Is lockdown 3 seeing you balloon a little?  January often feels like the longest month, and when there is less sunlight, and to add insult to injury we are shut in doors likely, feelings and behaviours like the following are occurring: 

  • Boredom, 
  • Eating food to avoid certain feelings,
  • Eating when you’re lonely, upset, when you are distracted (watching TV, when at your laptop), 
  • Eating when for urgency (you just gotta have that biscuit now!) or, 
  • Even choosing food as a celebration, and on the flip side; 
  • If you are not feeling the need for food (rumbling or emptying stomach) – if any of the above sound like you?

The chances are you are an emotional eater, and your mind is creating the want for certain food.

Eating from an emotional place rather than a place of hunger is a habit we can all fall into, but I have a few tips that will help you to recognise what is emotional eating and what isn’t.

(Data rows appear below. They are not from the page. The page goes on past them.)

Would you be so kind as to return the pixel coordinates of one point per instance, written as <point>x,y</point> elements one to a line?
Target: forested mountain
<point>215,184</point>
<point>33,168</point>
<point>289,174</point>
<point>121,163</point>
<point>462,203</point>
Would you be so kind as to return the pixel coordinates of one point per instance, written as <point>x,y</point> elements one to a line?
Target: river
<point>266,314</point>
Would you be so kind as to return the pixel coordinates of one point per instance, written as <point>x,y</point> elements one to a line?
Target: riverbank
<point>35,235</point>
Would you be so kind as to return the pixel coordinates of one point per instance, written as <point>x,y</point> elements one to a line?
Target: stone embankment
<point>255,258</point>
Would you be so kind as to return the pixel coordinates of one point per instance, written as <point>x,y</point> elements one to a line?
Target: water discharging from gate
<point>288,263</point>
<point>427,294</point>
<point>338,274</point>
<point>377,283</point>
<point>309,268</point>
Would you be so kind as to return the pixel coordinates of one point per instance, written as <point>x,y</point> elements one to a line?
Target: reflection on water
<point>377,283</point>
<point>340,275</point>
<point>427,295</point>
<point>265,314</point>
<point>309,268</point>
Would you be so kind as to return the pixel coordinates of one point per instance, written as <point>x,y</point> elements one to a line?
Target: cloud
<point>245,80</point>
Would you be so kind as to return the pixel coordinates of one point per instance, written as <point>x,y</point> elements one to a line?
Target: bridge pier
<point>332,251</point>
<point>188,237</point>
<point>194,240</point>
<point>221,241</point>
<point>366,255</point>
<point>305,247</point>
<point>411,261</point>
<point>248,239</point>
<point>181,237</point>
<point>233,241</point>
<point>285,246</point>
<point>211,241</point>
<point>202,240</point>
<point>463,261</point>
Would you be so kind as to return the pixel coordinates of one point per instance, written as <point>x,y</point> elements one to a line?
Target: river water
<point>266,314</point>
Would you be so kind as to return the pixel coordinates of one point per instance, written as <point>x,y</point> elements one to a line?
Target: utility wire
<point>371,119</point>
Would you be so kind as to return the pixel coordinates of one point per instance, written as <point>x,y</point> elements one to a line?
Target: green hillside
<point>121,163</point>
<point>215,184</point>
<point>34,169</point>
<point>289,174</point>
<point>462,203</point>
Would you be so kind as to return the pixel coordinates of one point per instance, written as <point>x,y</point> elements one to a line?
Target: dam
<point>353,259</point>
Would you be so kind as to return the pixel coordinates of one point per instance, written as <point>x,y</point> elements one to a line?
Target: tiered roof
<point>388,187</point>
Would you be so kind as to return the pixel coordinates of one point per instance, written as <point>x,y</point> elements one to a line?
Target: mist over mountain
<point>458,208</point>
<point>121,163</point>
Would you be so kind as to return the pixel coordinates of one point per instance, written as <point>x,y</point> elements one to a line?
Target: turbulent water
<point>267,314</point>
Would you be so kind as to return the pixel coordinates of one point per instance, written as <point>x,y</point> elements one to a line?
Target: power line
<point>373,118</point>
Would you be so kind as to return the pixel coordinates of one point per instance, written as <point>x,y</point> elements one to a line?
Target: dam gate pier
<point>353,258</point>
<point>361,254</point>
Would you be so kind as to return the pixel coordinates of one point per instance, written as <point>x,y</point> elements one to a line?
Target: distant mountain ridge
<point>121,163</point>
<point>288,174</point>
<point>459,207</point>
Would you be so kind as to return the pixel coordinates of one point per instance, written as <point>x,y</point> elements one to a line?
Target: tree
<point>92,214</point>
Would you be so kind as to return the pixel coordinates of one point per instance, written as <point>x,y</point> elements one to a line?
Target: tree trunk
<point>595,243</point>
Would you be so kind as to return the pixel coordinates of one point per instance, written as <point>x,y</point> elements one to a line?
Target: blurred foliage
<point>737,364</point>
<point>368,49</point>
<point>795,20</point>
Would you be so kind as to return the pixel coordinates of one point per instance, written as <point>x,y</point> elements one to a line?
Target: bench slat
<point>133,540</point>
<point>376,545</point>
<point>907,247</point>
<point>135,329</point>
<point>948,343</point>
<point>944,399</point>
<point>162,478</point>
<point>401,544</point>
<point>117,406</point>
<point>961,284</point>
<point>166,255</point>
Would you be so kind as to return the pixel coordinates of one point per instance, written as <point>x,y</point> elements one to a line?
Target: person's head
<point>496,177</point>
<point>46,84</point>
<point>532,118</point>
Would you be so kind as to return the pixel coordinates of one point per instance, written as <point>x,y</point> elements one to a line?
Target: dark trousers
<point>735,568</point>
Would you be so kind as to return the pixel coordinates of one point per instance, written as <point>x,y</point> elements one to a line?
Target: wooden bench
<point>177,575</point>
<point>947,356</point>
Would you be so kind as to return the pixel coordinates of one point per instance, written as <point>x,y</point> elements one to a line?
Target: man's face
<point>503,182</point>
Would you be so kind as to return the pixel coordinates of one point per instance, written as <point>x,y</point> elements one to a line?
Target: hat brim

Quite a lot of the time, emotional eating hits when we are burnt out, tired or exhausted and you just need that quick fix.

Firstly, take a pause and ask yourself ‘am I actually hungry right now?’ That can be all you need to bring you back into the present and realise that the food is a want rather than a need.

A lot of the time you can feel hungry when in fact you’re thirsty, so drink a pint of water and see how you feel in five minutes, if you still feel physical huger then go ahead and eat.

If you can, have a nap. If that’s not possible then open a window for fresh air or go for a walk to get you moving and more alert.

If you find you reach for food when you’re upset, try writing down your feelings instead of reaching for food. This creative expression of getting it out and onto paper can really help with stress and emotional episodes. It distracts and engages your mind as well as giving you something to do with your hands.

If choosing food to celebrate, look at other ways this may be possible. Buy a small, non-food related gift to yourself, document your cause to celebrate by video of journal, give your friends a call and let them know your great news.

Urgent eating is quite a big one. Wanting to eat that piece of cake because you know it’s there and it’s calling you!

In this instance, breathe! Just breath and check in on yourself.

What are you feeling, what is going through your head and what are you feeling in your heart?

Tune into it and feel those emotions, sit with it for five minutes. Chances are the urgency will pass and you will be able to carry on your day.

IF you do still reach for food, then enjoy it and each mouthful SLOWLY with curiosity and not judgement. Be curious of your choices and be aware of any patterns forming – trust me there is always a pattern!